The bans also crystalize the increasing xenophobia in Turkey in the wake of the coup attempt. The AKP government has emphasized from the beginning that the coup was not executed just domestically, but rather orchestrated by “foreign powers.” With the use of the rhetoric of “foreign powers,” a widening web of suspicion and surveillance towards international organizations has started to dominate the Turkey’s political landscape. Immediately after President Erdoğan situated Nilufer Municipality’s LGBTI quota as being at odds with “national values,” pro-government media outlets as well as Islamist and nationalist groups on social media have begun to target Turkey’s growing LGBTI+ activism and visibility as yet another pernicious instance of the West’s cultural imperialism and colonization. They have portrayed all collaborations between Turkish and Euro-American LGBTI+ groups, as well as solidarity statements and financial support provided by non-Turkish institutions, as “evidence” of this Western conspiracy that aims to attack Turkey’s independence, national values, and national security. By doing so, they have simultaneously positioned their violence and hatred against LGBTI+ individuals as an anti-imperialist and anti-colonialist struggle.
These discourses, of course, ignore the fact that in many countries, anti-gay legislation and institutionalized state-led homophobia have their roots in Western colonization. Second, they assume a West that is free from homo/bi/transphobia, welcoming non-normative genders and recognizing sexual rights—which is hardly true given the high rates of violence and discrimination against LGBTI+ people in Euro-American countries.
Perhaps the most important problem here is that these discourses draw a unidirectional relation between a so-called West and the East, positing Europe and the United States as the original sources from where sexual concepts and knowledge flows to non-Western geographies. In doing so, they portray all LGBTI individuals in Turkey as passive recipients of Western identity categories and sexual concepts.

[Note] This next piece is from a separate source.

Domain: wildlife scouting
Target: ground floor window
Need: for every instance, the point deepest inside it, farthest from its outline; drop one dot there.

What they dismiss is, however, that different LGBTI+ activist groups in Turkey negotiate, retool, and transform Western conceptions of homosexuality and queerness, and strategically deploy them to fit into the priorities of their own local struggles. In other words, LGBTI+ activism Turkey, like in other non-Western geographies, is never an appendix to a pre-existing Western queer movement. Quite the contrary, forms of knowledge, resistance, and community that LGBTI+ people in non-Western geographies and diasporas have built over time are generative and transformative not only of gender and sexuality regimes, but also of contemporary social movements, emergent popular cultures, and new political alliances and counter-publics.